Lastly, the Corporate Defendants note that the Ninth Circuit inOscar v. University Students Co-op. Ass'n, 965 F.2d 783, 785 (9th Cir. 1992) held that a showing of "injury" requires proof of "concrete financial loss" and not mere injury to an intangible property interest. (citing Berg v. First State Ins. Co., 915 F.2d 460, 464 (9th Cir. 1990). Thus, the lesson inBerg, as noted in Oscar, is that "injuries to property are not actionable under RICO unless they result in tangible financial loss to the plaintiff." Id. The court in Oscar affirmed the district court's dismissal upon a 12(b)(6) motion because of the plaintiff's failure to allege any financial loss which would be compensable under RICO. Specifically, the plaintiff did not allege any out-of-pocket expenditures, but rather relied only on a "decrease in the value of her property."Id. In the instant case, Plaintiffs have sufficiently alleged a "concrete financial loss." For instance, Plaintiffs, as premise sales representatives, allege that as a result of Defendants' racketeering activities they are adversely affected personally and financially. Moreover, Plaintiffs allege because of the preferential treatment given to the Union agents, that the Plaintiffs have sustained reduced compensation. (Compl. ¶ 43). Such allegations adequately state the existence of a "concrete financial loss." For example, in Steele v. Hospital Corp. of America, 36 F.3d 69, 70 (9th Cir. 1994) the Ninth Circuit explained that the plaintiffs RICO claim was subject to dismissal based upon lack of standing due to plaintiffs' claim for damages arising out fraudulent health care billings that the plaintiffs' insurers paid. The Ninth Circuit noted that because the plaintiff patients had paid none of the fraudulent charges out of their own pockets, but were covered by insurance, they suffered no financial loss.
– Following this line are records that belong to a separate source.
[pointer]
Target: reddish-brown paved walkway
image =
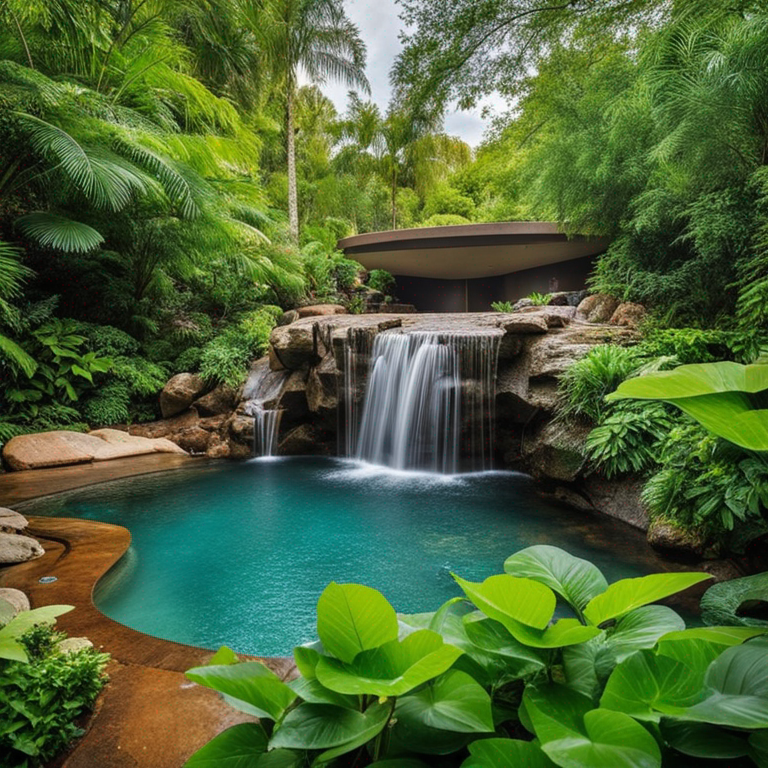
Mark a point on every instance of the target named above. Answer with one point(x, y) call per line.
point(149, 715)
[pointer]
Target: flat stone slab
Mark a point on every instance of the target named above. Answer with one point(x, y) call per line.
point(61, 447)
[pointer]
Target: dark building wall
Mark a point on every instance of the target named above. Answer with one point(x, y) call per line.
point(432, 295)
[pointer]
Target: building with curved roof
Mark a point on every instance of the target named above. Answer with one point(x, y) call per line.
point(466, 267)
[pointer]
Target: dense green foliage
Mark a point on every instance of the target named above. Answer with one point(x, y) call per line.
point(43, 690)
point(488, 681)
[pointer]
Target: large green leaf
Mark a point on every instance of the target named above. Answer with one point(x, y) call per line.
point(453, 702)
point(60, 233)
point(323, 726)
point(503, 597)
point(492, 637)
point(738, 684)
point(627, 594)
point(758, 748)
point(703, 740)
point(642, 628)
point(645, 686)
point(720, 603)
point(313, 692)
point(352, 618)
point(555, 711)
point(610, 739)
point(715, 394)
point(391, 670)
point(249, 687)
point(238, 747)
point(574, 579)
point(505, 753)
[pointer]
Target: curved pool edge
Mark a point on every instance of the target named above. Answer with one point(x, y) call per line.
point(79, 553)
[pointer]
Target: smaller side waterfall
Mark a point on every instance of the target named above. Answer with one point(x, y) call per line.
point(428, 400)
point(261, 393)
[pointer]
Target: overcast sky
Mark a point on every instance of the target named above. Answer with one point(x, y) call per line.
point(379, 25)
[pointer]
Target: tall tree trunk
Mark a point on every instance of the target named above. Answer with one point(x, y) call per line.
point(293, 202)
point(394, 197)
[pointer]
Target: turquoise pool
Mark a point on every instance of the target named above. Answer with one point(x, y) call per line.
point(238, 554)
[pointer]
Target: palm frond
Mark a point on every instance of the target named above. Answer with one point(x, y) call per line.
point(59, 232)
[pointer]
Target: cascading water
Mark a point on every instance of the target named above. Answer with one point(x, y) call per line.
point(428, 401)
point(261, 392)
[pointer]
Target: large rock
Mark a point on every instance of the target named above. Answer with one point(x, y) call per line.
point(15, 598)
point(18, 549)
point(556, 452)
point(180, 392)
point(618, 497)
point(11, 521)
point(669, 538)
point(303, 440)
point(61, 447)
point(523, 323)
point(597, 308)
point(123, 444)
point(321, 310)
point(628, 315)
point(222, 399)
point(293, 346)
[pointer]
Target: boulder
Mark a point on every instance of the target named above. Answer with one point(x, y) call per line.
point(121, 444)
point(74, 644)
point(524, 323)
point(293, 345)
point(619, 498)
point(167, 427)
point(556, 452)
point(303, 440)
point(50, 449)
point(222, 399)
point(321, 310)
point(11, 521)
point(555, 316)
point(628, 315)
point(15, 598)
point(291, 316)
point(670, 538)
point(597, 308)
point(180, 392)
point(18, 549)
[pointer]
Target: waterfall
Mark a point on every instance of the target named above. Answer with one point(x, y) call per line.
point(428, 400)
point(261, 392)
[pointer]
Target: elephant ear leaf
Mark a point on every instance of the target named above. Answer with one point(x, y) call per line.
point(577, 581)
point(352, 618)
point(717, 395)
point(626, 595)
point(738, 685)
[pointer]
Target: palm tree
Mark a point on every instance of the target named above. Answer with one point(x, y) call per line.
point(317, 38)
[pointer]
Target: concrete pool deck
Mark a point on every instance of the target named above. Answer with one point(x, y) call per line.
point(149, 715)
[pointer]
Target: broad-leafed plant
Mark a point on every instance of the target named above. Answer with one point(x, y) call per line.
point(545, 665)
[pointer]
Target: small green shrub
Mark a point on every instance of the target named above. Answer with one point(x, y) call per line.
point(706, 483)
point(226, 358)
point(188, 360)
point(110, 405)
point(346, 272)
point(42, 690)
point(585, 384)
point(493, 680)
point(627, 440)
point(539, 299)
point(382, 281)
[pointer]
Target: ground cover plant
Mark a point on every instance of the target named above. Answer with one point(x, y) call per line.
point(497, 678)
point(43, 688)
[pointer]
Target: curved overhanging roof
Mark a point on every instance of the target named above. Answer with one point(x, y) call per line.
point(469, 250)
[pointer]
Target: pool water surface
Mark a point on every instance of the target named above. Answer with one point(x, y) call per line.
point(238, 553)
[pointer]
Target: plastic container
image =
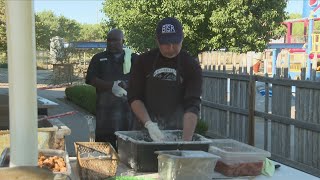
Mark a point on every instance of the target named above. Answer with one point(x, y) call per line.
point(186, 165)
point(96, 160)
point(237, 159)
point(136, 149)
point(51, 135)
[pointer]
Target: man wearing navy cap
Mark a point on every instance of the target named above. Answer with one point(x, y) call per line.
point(165, 85)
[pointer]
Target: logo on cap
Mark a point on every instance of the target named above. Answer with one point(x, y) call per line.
point(168, 28)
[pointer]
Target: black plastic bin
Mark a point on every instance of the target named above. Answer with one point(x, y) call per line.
point(137, 150)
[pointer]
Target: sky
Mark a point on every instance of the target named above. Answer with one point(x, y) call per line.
point(83, 11)
point(89, 11)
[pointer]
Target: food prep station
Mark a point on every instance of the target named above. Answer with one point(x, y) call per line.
point(201, 158)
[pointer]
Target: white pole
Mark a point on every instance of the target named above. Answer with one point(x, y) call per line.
point(22, 83)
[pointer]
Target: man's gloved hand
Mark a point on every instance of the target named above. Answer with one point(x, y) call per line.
point(154, 131)
point(117, 90)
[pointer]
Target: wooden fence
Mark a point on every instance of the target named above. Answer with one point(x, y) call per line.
point(286, 123)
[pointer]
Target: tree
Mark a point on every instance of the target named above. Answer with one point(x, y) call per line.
point(3, 36)
point(238, 25)
point(91, 32)
point(46, 23)
point(49, 25)
point(69, 29)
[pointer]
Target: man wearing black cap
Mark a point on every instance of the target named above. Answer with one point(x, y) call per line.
point(165, 85)
point(108, 72)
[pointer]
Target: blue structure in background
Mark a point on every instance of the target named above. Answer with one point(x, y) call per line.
point(86, 45)
point(308, 5)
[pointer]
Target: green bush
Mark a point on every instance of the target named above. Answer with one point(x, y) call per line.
point(83, 96)
point(202, 127)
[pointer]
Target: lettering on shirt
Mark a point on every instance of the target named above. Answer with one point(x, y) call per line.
point(103, 59)
point(168, 74)
point(168, 28)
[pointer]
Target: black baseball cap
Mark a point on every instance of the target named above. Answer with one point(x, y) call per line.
point(169, 31)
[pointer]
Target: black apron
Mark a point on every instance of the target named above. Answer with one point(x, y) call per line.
point(112, 113)
point(164, 99)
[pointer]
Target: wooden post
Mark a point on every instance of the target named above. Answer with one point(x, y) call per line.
point(252, 98)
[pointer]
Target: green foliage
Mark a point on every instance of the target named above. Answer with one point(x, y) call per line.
point(91, 32)
point(247, 25)
point(3, 37)
point(84, 96)
point(49, 25)
point(202, 127)
point(238, 25)
point(3, 65)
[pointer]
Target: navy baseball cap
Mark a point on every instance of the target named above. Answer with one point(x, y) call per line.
point(169, 31)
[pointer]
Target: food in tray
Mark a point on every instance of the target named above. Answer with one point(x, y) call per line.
point(53, 163)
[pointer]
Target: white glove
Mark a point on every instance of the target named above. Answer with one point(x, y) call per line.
point(154, 131)
point(117, 90)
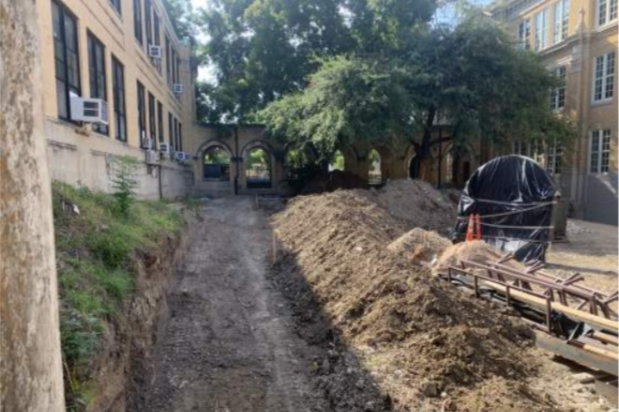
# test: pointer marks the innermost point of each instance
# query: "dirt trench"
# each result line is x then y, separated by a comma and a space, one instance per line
229, 344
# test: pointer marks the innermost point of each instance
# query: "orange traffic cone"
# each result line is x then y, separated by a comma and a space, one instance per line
470, 235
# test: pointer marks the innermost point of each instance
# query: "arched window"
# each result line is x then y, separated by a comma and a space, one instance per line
375, 176
216, 164
338, 161
258, 169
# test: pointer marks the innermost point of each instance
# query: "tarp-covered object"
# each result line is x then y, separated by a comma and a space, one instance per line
514, 197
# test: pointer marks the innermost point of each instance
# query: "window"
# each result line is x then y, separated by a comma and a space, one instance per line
148, 15
599, 151
555, 155
607, 11
171, 131
524, 34
557, 95
120, 116
157, 39
152, 122
604, 77
116, 5
180, 136
98, 80
541, 30
160, 122
561, 20
168, 64
137, 21
66, 59
142, 115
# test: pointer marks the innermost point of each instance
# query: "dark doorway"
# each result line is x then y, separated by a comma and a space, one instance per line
413, 168
216, 164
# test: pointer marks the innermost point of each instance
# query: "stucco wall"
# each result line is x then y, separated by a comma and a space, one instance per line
30, 360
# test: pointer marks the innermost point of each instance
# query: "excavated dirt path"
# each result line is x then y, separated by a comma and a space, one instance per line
229, 344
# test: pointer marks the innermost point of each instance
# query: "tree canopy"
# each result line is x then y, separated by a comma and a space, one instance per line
334, 72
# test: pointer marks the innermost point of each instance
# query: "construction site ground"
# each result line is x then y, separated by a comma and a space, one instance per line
336, 321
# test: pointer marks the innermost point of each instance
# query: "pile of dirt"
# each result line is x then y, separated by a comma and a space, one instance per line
419, 339
329, 182
475, 251
419, 204
419, 246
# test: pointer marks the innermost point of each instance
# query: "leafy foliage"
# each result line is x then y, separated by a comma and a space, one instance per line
125, 182
469, 78
94, 245
264, 49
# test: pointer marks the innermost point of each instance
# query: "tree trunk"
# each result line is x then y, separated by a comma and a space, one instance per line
30, 357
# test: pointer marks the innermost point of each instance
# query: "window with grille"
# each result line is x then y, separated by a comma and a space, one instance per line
557, 94
599, 151
138, 30
541, 30
116, 5
152, 122
66, 56
524, 34
604, 77
561, 20
98, 79
120, 116
606, 11
142, 115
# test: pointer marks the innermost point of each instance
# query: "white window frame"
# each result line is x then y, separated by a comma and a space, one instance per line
608, 15
541, 30
557, 94
607, 77
561, 21
600, 140
524, 34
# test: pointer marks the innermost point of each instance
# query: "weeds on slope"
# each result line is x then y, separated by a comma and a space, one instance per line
95, 242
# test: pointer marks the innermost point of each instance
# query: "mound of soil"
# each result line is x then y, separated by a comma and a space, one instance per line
419, 204
329, 182
417, 338
419, 245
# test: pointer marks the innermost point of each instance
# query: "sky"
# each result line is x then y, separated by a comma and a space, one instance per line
446, 14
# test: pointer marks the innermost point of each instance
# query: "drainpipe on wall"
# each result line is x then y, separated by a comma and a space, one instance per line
237, 160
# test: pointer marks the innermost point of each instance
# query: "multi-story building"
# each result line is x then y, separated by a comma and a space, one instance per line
577, 40
126, 54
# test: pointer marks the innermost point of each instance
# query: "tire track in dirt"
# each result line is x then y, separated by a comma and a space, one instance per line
229, 343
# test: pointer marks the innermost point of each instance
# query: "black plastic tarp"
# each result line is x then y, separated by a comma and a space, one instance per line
514, 197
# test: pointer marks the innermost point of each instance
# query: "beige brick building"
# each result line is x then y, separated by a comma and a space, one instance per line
578, 41
100, 49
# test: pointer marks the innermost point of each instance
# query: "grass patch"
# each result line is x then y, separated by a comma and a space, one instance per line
95, 242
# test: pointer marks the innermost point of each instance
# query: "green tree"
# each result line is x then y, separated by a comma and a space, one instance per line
470, 78
264, 49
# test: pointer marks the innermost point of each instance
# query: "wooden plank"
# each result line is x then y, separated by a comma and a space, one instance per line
594, 321
605, 337
561, 348
607, 390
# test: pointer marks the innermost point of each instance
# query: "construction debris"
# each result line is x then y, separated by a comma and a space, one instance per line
394, 316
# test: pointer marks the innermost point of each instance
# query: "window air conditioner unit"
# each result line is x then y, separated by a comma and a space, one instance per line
152, 157
181, 156
88, 110
154, 51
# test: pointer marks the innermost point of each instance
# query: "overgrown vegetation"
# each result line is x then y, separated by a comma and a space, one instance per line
95, 241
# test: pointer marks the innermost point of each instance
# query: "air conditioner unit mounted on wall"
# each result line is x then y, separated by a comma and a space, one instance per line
152, 157
154, 51
181, 156
88, 110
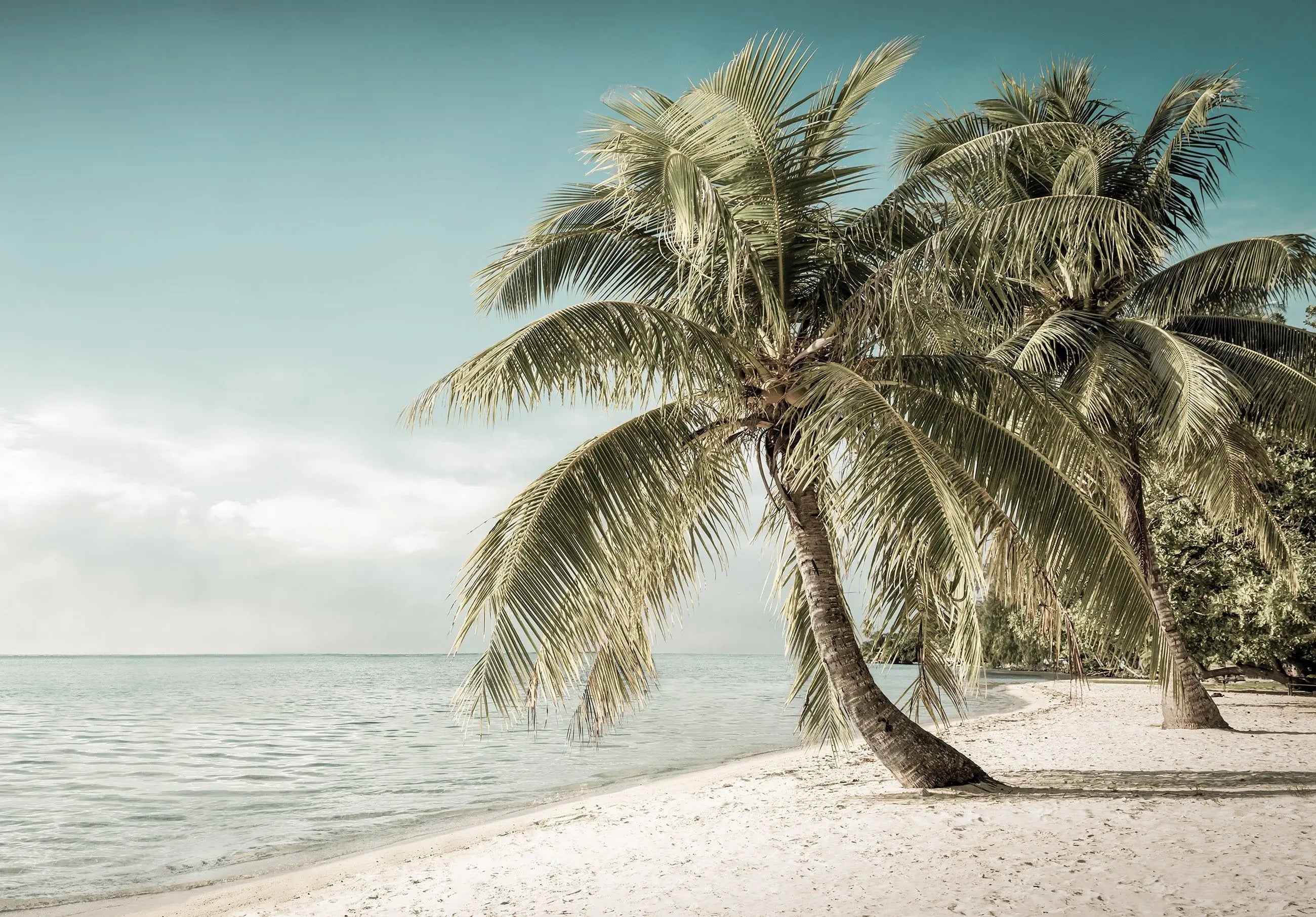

Unlike Steele, in the instant case, Plaintiffs are making a claim for "concrete financial loss" in the form of lost compensation to them personally due to the alleged racketeering activities of the Defendants.

Thus, in reviewing the allegation set forth in Plaintiffs' § 1962(b) claim, the Court finds that Plaintiffs adequately state a claim.

(2) Section 1962(c) Analysis

(a) Count III

In Count III of Plaintiffs' Complaint they assert a claim based upon § 1962(c), which prohibits a person "employed or associated with any enterprise" from using a pattern of racketeering activity to "conduct or participate, directly or indirectly, in the conduct of such enterprise's affairs." Specifically, the Corporate Defendants argue that Plaintiffs fail to allege that the Corporate Defendants directed the Union's affairs as the allegations asserted are "vague and conclusory."

As Defendants point out, in Reves v. Ernst Young, 507 U.S. 170, 185, 113 S.Ct. 1163 (1993) the Supreme Court stated that "to conduct or participate, directly or indirectly, in the conduct of such enterprise's affairs," one must conduct or participate in the operation or management of the enterprise itself. In reviewing the Plaintiffs' Complaint it is apparent to the Court that Plaintiffs have set forth sufficient allegations regarding such participation by the Corporate Defendants in exercising some degree of control over the Union. For instance, Plaintiffs allege that the Corporate Defendants have acquired and maintain an interest in or control over the Union based upon consideration in the form of "preferential treatment" to the Union agents, who in turn grant the Corporate Defendants an interest in or control over the management of the Union, such as management of contracts and the power to create or eliminate labor strife. (Compl. 49, 24-26). These allegations adequately inform the Defendants of the alleged control or participation in the Union by the Corporate Defendants.

(b) Count IV

The Corporate Defendants move to dismiss Count IV which is also based upon § 1962(c). Specifically, the Corporate Defendants argue that dismissal of Count IV is appropriate because of the failure to plead the existence of an "association-in-fact enterprise." Pursuant to 18 U.S.C. § 1961(4) an enterprise is defined as a "union or group of individuals associated in fact although not a legal entity." Both parties cite the Ninth Circuit's discussion of the existence of an "enterprise" in RICO actions in Chang v. Chen, 80 F.3d 1293, 1299-1300 (9th Cir. 1996). In Chang, the Ninth Circuit held that "[a]t a minimum, to be an enterprise, an entity must exhibit "some sort of structure . . . for making of decisions, whether it be hierarchal or consensual." (citing United States v. Riccobene, 709 F.2d 214, 223-24 (3d Cir 1983)) cert denied, 464 U.S. 849 (1983)). Additionally, the Ninth Circuit instructed that the "structure should provide some mechanism for controlling and directing the affairs of the group on an on-going, rather than an ad-hoc, basis." Id. However, "[t]he structure requirement `does not mean that every decision must be made by the same person, or that authority may not be delegated.'" Id.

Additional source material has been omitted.